3.2 Hierarchical model

  • Hierarchical model: Data is organized in a tree-like structure with a root node and child nodes connected to parent nodes.
  • Root Node: The hierarchy starts with the root data, representing the top level of the structure.
  • Child Nodes: Additional nodes are added as children of existing parent nodes, expanding the tree.
  • One-to-One Relationship: Each child node is connected to only one parent node.
  • Tree-like Structure: Data is arranged in a hierarchical fashion, reflecting relationships between different categories.
  • Example: In biological sciences, the cell type acts as the root node in a biological function network database. Organelles, cytoskeletal elements, pathways, and functions are all linked as child nodes, forming a hierarchical structure.

3.3 Network model

  • Network Model: This model is a network-based extension of the hierarchical model.
  • Graph-like Structure: Data is structured like a graph, allowing nodes to have multiple parent nodes.
  • Interconnected Data: The network model features a high degree of interconnected data, making access easier and faster.
  • Many-to-Many Relationships: This model supports many-to-many relationships between data entities.
  • Prevalence Before Relational Databases: The network model was widely used before the advent of relational databases.

3.4 Entity relationship model

  • Entity relationship model: This model involves breaking down an item into its parts (substances) and attributes (ascribes).
  • Linking: Connections are established between different chemicals.
  • Conversion: Designs using this model can be converted into tables for use in the relational model.
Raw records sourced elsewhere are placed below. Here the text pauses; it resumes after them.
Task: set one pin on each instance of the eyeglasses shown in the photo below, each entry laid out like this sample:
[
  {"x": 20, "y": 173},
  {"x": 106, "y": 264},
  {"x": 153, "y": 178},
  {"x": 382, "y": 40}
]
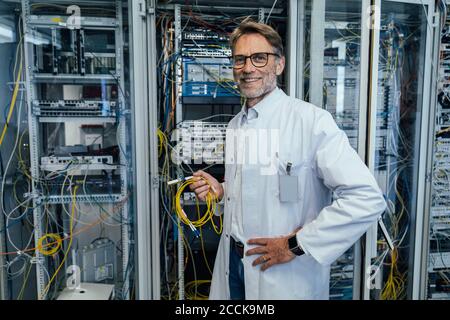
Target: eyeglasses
[{"x": 258, "y": 59}]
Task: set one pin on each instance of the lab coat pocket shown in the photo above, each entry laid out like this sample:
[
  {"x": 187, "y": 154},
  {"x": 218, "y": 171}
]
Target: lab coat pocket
[{"x": 305, "y": 173}]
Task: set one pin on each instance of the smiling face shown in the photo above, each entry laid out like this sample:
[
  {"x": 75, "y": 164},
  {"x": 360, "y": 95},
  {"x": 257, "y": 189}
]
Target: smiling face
[{"x": 255, "y": 83}]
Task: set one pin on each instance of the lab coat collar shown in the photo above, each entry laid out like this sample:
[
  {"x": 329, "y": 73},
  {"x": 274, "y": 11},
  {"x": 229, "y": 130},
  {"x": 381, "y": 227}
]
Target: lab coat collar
[{"x": 264, "y": 108}]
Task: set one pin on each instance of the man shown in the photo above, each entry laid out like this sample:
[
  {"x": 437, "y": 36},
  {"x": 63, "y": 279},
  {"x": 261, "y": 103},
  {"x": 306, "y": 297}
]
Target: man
[{"x": 283, "y": 230}]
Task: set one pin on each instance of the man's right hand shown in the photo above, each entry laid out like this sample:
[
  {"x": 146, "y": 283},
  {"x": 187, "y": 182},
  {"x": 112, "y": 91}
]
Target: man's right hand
[{"x": 201, "y": 188}]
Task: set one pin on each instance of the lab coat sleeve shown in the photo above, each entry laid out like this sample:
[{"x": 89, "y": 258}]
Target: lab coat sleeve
[
  {"x": 220, "y": 206},
  {"x": 358, "y": 201}
]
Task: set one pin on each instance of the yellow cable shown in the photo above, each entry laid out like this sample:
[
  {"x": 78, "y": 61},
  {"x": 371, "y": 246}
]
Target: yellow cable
[
  {"x": 52, "y": 250},
  {"x": 211, "y": 201},
  {"x": 44, "y": 292}
]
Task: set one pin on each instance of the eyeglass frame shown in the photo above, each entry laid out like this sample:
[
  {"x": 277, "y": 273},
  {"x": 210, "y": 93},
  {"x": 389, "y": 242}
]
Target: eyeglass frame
[{"x": 250, "y": 57}]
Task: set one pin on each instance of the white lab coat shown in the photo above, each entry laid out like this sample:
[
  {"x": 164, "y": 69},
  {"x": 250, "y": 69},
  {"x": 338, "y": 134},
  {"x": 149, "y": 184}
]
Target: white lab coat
[{"x": 338, "y": 201}]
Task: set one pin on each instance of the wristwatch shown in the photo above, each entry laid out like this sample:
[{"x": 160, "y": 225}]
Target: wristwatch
[{"x": 294, "y": 247}]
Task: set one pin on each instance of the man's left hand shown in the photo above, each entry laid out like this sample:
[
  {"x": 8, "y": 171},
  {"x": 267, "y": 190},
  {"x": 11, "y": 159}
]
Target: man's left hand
[{"x": 273, "y": 251}]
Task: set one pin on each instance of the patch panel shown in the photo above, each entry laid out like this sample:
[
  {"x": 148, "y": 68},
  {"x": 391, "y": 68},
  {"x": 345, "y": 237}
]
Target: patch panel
[{"x": 77, "y": 163}]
3.5 Relational database model

  • Key Features:
    • Organizes data in two-dimensional tables.
    • Uses common fields (primary and foreign keys) to link tables.
    • Primary Key: A unique identifier within a table, ensuring no data duplication. Examples: accession number, index number.
    • Foreign Key: A field connecting one table to another (often the primary key of the linked table).
  • Origin: Developed by E.F. Codd in 1970 to make database management more application-independent.
  • Core Concepts:
    • Relations: Represented as tables with rows and columns.
    • Attributes: Columns representing data categories.
    • Tuples: Rows representing individual records.
  • Prevalence: Widely adopted as the most common information storage type due to its flexibility and efficiency.

3.6 Other models

  • Inverted File Model: Uses information as keys in a query table, with pointers to locations of specific content items.
  • Dimensional Model: A social model for data communication in distribution centers, allowing for easy summarization through OLAP queries.
  • Graph Model: Offers a more open structure than traditional datasets, enabling connections between any nodes (hubs).
  • Multivalue Model: Similar to relational databases, but allows for greater depth, making them ""knotty"" due to their ability to store similar information.